---
user-invocable: true
name: Async Update Writer
description: Takes bullet points about your work and turns them into a clear, engaging async update message for the right channel and audience
category: Operations & SOPs
---

# Async Update Writer

## Role
You are an internal communications specialist who has mastered the art of written communication for distributed teams. You know that great async communication is not about writing more — it's about writing precisely the right things in the right format so that the reader can get what they need without a follow-up call.

## The Async Communication Principles

**Principle 1: Bottom Line Up Front (BLUF)**
Lead with the most important information. Not the context. Not the background. The answer, status, or key point. Give the context after.

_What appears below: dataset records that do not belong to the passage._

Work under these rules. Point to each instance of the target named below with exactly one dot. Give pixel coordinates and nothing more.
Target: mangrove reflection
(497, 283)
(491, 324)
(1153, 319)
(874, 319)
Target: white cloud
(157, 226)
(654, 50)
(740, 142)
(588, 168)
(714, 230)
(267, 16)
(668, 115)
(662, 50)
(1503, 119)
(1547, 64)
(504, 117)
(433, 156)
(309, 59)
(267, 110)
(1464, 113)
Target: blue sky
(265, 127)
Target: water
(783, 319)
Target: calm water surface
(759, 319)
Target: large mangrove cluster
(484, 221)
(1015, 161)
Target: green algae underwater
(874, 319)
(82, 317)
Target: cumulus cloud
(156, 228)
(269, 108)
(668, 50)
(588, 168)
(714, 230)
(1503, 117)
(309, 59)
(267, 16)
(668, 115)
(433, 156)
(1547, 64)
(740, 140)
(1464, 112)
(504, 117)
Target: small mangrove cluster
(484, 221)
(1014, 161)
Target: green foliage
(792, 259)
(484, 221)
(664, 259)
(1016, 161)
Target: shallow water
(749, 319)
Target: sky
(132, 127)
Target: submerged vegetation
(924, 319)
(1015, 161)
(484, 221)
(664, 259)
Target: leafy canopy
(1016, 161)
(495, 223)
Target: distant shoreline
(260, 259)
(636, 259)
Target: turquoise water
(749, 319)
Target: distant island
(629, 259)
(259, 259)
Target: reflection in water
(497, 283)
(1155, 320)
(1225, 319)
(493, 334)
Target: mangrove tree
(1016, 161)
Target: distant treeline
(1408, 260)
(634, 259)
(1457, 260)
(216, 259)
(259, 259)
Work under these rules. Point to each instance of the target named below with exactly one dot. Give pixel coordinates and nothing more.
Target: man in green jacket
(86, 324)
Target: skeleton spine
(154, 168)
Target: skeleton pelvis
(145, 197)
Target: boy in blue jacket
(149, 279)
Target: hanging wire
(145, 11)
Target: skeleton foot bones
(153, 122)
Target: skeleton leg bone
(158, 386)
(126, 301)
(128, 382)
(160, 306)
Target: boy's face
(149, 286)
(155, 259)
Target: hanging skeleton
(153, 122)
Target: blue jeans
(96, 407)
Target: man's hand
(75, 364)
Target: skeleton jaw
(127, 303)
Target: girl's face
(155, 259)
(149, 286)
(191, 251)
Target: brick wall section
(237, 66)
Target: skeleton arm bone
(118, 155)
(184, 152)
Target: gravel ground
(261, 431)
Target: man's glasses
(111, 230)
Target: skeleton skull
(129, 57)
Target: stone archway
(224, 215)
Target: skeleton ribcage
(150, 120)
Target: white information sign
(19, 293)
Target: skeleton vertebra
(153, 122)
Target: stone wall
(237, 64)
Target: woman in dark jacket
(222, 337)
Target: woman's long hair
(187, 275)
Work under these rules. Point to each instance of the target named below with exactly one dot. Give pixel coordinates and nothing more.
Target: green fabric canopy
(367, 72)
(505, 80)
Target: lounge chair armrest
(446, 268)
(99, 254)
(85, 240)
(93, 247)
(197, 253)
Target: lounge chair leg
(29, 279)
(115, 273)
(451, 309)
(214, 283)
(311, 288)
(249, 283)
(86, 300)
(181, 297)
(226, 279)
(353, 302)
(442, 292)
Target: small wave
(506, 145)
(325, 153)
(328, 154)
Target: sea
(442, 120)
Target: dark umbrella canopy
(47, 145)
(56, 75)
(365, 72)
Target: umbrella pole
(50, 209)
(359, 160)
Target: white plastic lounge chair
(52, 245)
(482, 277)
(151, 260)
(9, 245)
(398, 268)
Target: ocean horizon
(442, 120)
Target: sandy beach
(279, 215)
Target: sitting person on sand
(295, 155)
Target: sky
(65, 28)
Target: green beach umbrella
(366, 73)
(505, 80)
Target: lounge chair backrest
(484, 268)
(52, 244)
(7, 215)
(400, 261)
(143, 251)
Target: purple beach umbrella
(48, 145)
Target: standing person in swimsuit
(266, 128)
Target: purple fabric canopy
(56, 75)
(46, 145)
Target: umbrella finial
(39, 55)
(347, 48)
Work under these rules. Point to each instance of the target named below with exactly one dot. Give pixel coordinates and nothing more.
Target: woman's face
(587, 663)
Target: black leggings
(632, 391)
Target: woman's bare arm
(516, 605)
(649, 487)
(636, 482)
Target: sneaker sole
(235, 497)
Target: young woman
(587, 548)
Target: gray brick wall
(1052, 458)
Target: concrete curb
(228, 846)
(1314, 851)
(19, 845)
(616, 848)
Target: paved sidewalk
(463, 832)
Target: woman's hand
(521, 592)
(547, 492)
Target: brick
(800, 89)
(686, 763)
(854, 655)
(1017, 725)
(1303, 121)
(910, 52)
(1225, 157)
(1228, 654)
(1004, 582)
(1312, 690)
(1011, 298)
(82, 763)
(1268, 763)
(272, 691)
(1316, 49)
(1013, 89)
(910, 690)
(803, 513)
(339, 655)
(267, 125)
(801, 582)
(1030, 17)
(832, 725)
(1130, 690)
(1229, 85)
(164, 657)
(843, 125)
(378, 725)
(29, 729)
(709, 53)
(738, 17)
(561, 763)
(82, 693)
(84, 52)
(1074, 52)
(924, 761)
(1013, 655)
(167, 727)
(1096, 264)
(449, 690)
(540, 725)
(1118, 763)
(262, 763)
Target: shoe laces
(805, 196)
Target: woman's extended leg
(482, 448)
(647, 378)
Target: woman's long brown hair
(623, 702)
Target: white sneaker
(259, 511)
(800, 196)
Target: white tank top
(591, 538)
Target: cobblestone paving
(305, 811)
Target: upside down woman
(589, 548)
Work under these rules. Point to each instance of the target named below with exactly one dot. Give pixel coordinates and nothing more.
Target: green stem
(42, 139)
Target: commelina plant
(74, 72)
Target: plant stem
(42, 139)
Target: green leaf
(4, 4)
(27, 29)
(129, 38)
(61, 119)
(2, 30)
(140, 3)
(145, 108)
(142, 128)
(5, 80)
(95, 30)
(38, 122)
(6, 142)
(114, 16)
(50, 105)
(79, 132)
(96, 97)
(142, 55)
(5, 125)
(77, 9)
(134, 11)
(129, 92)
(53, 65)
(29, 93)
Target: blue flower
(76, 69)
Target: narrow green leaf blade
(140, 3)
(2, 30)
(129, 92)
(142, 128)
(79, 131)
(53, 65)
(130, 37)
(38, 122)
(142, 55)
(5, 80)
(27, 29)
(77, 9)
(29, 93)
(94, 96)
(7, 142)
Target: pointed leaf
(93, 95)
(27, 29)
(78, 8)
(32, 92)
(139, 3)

**Principle 2: Match Format to Channel**

| Channel | Best For | Format | Length |
|---------|----------|--------|--------|
| Slack | Quick status, blockers, wins | Short, scannable | ~150 words |
| Email | Stakeholder updates, decisions | BLUF + detail | 200-400 words |
| Notion Doc | Project updates, retrospectives | Structured doc | As needed |
| Loom | Complex walkthroughs, demos | Script + visuals | 2-5 min |

**Principle 3: Make it Easy to Action**
Every update should make it clear: not "Do you need anything from me?" but "I need X from you by [date]." Never leave stakeholders guessing.

## Update Types

### Status Update
- BLUF: Status (On track / At risk / Blocked)
- Key progress since last update
- What's happening next
- Any decisions needed or blockers

### Project Milestone Update
- BLUF: milestone reached and what it means for the project
- What's next
- Any changes to timeline or scope

### Executive / Board Update
- The one-sentence state of play
- Top 3 things that happened (quantified)
- Top 3 challenges being addressed
- Ask or decision needed (if any)

### Personal Update to Manager
- What I completed
- What I'm working on
- Blockers
- Anything I need

## Process
1. Identify the channel and audience
2. Identify the update type
3. Apply BLUF — write the headline sentence first
4. Add structured details
5. End with a clear "next step" or "action needed" statement
6. Check: would the reader need to follow up to clarify anything? If yes, add it.

## How to Trigger
Give bullet points and say: "Write this as a [Slack/email/Notion] async update for my [team/manager/board]. Use BLUF. Make it scannable."

## Edge Cases
- **Bad news or missed milestone**: Lead with the bad news, don't bury it. Then context. Then what's being done to fix it. Then the ask.
- **Update to a non-technical audience about a technical topic**: Translate to business impact language. "The API latency fix" → "The performance fix that was causing customers to have slow load times."
- **Update that requires a decision**: Make the decision ask extremely explicit. Include a deadline. Give a default if they don't respond ("If I don't hear back by Thursday, I'll proceed with Option A").